Scatter-plot 1890 to 2010

The second scatter plot shows data for all 25 (five-year overlapped) decades. There is a “shot-gun” pattern, as expected. Recognising that matching patterns on the graphical log (copied here) are not present after 1975, I have broken the population into two: 1890 to 1975 (in blue), and 1980 to 2010 (in red), with a linear trend fitted to each. As expected, the second (red) population has a near-horizontal trend with a trivial value for R-squared.

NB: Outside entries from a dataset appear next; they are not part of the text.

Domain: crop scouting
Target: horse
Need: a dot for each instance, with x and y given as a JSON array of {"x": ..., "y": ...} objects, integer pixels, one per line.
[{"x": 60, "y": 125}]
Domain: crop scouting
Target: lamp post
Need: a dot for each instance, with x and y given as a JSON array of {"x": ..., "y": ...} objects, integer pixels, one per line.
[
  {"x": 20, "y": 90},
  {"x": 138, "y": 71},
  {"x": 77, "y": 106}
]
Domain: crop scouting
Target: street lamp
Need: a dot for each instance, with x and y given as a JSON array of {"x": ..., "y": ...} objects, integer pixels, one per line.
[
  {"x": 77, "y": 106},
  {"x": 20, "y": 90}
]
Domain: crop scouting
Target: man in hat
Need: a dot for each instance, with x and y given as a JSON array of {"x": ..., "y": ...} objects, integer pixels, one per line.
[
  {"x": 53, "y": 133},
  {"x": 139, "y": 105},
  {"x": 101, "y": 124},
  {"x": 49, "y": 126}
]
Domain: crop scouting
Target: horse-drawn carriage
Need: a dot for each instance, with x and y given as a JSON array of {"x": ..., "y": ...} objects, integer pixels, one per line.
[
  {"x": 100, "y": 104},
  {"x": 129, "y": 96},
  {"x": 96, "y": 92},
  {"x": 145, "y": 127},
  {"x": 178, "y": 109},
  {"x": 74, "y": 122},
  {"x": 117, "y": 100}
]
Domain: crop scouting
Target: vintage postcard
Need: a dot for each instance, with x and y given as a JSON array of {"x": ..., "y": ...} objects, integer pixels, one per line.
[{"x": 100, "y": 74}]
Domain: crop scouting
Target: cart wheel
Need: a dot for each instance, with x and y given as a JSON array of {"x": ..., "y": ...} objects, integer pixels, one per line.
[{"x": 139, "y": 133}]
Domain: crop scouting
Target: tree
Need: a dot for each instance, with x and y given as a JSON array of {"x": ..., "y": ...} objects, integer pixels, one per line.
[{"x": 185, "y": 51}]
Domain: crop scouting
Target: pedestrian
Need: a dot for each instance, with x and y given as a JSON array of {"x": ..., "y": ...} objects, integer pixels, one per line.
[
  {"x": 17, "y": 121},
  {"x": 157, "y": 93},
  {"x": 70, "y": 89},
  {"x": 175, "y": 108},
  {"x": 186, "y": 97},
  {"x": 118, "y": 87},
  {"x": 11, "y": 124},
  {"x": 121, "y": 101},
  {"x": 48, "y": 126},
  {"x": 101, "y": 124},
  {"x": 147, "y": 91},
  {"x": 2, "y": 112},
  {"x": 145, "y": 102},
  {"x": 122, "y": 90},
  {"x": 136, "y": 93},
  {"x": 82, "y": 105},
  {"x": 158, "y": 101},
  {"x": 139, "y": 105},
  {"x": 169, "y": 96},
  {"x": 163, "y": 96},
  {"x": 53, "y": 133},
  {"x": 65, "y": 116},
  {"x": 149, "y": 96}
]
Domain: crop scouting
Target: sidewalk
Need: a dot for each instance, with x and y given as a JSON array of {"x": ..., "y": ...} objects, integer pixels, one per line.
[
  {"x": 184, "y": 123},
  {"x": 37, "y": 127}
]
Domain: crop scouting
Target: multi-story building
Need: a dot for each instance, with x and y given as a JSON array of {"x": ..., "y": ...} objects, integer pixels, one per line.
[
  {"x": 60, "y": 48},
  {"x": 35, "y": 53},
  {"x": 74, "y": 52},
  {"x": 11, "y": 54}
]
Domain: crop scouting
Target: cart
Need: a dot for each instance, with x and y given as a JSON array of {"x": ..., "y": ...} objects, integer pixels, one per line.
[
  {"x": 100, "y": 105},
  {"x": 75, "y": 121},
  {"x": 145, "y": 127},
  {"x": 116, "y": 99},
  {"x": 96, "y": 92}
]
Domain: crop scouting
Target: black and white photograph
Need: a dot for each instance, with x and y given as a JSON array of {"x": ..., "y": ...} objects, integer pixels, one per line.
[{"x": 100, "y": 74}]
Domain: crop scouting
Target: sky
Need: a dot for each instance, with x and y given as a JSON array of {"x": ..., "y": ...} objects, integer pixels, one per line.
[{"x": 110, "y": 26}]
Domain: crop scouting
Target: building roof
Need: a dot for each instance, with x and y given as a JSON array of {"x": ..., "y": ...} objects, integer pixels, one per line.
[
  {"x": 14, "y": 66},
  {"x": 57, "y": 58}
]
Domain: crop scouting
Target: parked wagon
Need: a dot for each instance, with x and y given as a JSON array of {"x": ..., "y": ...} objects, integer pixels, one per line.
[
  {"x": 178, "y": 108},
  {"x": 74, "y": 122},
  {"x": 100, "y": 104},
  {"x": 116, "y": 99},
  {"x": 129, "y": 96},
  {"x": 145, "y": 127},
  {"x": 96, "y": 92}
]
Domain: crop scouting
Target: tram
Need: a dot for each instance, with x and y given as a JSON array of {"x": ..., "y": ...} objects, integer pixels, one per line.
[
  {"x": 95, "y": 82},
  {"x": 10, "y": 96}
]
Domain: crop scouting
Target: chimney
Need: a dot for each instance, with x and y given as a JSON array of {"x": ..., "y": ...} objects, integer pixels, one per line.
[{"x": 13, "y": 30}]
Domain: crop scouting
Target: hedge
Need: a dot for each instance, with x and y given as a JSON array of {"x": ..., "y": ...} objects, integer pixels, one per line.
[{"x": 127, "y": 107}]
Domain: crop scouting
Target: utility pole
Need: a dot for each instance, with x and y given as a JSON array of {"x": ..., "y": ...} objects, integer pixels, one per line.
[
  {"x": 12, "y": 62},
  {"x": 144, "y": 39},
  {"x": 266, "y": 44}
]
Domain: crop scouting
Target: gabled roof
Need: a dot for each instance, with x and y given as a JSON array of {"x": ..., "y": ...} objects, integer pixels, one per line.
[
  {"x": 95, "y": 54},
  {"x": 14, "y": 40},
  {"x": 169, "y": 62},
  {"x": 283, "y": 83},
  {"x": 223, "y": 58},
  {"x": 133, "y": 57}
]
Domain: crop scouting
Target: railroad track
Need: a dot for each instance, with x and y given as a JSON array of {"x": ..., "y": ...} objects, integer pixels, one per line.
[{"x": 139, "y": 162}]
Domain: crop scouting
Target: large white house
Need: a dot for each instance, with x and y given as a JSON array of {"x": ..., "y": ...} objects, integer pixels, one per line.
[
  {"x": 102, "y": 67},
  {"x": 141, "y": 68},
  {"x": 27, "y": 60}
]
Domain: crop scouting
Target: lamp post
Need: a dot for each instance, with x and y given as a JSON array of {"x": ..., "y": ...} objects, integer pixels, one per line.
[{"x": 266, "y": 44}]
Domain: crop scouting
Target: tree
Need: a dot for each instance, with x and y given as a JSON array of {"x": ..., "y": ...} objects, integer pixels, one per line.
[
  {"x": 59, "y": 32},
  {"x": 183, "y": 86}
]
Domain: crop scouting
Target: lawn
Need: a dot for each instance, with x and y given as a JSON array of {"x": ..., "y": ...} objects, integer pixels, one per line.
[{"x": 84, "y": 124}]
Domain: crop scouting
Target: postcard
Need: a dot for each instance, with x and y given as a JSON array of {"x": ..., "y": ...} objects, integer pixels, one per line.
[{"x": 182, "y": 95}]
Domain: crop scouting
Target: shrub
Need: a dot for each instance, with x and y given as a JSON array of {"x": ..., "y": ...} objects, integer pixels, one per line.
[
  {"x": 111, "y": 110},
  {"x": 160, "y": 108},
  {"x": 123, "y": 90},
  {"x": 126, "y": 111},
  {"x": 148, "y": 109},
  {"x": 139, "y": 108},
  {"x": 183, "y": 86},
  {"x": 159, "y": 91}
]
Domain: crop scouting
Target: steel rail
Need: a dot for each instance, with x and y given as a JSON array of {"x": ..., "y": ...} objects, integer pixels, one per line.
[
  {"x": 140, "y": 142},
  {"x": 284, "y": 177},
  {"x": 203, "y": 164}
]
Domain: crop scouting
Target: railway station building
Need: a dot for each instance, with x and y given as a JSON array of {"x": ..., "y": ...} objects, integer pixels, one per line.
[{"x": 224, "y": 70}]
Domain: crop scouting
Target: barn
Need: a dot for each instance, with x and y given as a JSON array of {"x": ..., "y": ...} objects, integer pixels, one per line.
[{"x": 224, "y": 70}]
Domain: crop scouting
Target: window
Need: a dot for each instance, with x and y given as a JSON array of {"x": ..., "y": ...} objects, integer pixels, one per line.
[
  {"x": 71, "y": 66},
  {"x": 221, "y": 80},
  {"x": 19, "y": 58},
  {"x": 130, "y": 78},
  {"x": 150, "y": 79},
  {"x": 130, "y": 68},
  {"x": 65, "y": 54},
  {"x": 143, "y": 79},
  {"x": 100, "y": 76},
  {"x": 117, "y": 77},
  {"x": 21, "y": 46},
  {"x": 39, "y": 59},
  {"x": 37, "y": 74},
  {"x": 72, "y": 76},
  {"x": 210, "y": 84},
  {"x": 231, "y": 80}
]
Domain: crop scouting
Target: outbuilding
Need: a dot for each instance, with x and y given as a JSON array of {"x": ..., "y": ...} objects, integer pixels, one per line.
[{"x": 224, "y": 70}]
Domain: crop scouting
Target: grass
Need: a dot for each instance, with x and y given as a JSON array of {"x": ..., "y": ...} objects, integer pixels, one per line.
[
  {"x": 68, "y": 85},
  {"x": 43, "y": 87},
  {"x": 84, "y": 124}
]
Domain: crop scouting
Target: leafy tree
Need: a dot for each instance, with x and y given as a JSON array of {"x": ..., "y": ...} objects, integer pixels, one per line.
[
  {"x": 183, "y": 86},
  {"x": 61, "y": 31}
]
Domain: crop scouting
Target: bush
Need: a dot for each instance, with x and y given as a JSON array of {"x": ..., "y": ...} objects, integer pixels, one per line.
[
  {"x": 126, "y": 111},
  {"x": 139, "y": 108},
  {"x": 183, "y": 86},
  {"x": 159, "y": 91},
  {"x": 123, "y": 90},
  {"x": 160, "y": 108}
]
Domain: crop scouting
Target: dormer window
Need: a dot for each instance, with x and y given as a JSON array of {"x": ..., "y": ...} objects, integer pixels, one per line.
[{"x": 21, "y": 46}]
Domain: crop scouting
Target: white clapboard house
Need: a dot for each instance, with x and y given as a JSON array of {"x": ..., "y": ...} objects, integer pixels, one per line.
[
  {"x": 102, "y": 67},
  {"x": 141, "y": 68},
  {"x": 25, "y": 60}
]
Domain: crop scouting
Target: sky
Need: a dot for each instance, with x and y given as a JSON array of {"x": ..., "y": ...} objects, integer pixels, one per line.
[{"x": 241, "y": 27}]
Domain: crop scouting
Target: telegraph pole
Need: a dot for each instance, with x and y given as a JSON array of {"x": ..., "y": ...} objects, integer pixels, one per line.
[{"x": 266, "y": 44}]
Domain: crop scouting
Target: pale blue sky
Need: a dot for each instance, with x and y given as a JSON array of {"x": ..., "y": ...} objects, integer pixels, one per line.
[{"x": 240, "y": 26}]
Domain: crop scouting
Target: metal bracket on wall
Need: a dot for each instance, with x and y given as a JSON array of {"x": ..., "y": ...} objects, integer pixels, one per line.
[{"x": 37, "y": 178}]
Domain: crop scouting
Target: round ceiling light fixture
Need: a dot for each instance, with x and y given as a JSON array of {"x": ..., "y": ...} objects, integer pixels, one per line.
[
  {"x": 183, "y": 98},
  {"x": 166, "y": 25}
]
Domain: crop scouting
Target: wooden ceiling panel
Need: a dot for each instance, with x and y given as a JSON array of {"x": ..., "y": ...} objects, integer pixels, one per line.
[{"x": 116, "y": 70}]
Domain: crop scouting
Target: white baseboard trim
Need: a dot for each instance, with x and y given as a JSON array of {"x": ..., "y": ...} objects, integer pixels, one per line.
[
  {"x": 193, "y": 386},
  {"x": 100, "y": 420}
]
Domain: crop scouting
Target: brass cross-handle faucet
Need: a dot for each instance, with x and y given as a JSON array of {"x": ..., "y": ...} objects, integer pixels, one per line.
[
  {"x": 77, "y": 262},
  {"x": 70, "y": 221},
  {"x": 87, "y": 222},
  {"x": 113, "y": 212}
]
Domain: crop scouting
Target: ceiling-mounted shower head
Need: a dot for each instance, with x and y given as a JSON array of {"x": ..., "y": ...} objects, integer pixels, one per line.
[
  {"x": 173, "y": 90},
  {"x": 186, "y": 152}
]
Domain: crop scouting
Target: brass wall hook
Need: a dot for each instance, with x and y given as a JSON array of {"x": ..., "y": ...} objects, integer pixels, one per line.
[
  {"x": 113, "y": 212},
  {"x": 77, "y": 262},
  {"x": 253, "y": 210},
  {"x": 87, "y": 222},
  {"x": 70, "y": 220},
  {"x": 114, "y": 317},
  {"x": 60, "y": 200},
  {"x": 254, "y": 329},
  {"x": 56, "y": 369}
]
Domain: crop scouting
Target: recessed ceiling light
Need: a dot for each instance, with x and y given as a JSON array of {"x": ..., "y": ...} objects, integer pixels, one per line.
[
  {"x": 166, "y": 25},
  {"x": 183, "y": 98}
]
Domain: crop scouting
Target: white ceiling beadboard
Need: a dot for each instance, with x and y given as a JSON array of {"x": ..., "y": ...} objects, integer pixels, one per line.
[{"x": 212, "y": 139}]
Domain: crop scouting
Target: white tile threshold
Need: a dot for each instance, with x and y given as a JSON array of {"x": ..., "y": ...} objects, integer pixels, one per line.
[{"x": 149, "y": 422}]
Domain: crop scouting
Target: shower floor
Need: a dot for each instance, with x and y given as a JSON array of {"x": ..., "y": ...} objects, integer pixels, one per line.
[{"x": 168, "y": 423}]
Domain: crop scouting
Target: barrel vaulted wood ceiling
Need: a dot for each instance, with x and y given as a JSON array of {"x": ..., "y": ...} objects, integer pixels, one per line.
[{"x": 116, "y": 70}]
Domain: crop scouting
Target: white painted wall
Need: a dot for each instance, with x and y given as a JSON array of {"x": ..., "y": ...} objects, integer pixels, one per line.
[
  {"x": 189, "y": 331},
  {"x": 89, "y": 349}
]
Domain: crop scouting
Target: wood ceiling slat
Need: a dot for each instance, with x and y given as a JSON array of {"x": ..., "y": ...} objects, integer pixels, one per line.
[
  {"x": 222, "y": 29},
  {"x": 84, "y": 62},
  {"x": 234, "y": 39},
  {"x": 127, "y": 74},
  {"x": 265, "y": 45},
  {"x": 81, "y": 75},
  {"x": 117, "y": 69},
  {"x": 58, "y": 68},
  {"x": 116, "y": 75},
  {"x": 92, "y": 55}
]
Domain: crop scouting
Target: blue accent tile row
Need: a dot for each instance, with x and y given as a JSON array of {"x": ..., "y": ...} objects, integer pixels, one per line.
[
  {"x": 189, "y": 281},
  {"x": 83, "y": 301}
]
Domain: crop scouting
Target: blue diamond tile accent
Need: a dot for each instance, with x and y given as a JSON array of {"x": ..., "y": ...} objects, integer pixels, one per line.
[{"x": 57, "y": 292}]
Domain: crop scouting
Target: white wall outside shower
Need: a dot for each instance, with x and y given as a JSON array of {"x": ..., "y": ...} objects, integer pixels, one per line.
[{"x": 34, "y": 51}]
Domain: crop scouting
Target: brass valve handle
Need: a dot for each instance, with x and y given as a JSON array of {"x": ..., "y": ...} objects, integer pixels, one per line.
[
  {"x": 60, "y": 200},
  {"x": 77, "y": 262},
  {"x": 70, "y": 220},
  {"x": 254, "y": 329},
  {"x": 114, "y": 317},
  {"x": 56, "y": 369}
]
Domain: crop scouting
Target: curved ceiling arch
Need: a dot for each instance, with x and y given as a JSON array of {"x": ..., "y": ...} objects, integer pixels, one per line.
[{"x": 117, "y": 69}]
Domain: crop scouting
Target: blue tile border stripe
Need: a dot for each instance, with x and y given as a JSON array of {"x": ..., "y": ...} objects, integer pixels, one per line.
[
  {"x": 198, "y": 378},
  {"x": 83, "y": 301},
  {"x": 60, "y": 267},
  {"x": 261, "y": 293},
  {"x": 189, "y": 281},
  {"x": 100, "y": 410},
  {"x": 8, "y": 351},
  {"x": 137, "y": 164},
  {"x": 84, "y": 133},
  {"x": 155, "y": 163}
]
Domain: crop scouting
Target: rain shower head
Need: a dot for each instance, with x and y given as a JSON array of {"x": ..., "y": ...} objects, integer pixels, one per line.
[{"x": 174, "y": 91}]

Log of 1-year droughts and 5-year lagged heavy rainfallsThe trend for the earlier (blue) population, however, is rather convincing, with an R-squared value of 0.591. For this (blue) population, not many points are more than one percentage unit from the trend line. Points for 1940, 1945, 1950, and 1955 have higher drought frequency values than expected. They are identified on this scatter-plot by blue squares. The first scatter plot splits this 1890 to 1975 population into two.

Discussion

Taken together, the graphical log, with its remarkably good match and the scatter plots with their high R-squared values, indicate that there was, from 1890 to 1975, a phenomenon to be explained .

Continued in Part III: Predicting drought from heavy rain


Note 1. Data

A. “Droughts”
(See this earlier post.)

The graphical log of 12-month droughts shows the percentage of months in each decade that have a 12-month rainfall total below the 5th percentile. They have a median value of 5% but range above and below it. Values are plotted against the mid-year of each decade, with decades overlapped by five years. They have been smoothed (1:2:1)/4.

B. “Flooding Rains”
(See this earlier post.)

From the 130-year record of daily rainfalls at Manilla, NSW up to December 2014, I selected all 125 “very wet days” that have readings exceeding 50 mm. I listed them by date.
Since it is only the excess rainfall that runs off, leading to flooding, I have subtracted 50 mm from each rainfall amount. Then I have summed all such excesses for each half-decade. I summed these in pairs to give a decade sum (in mm) centered on the years 1885, 1890, 1895, etc.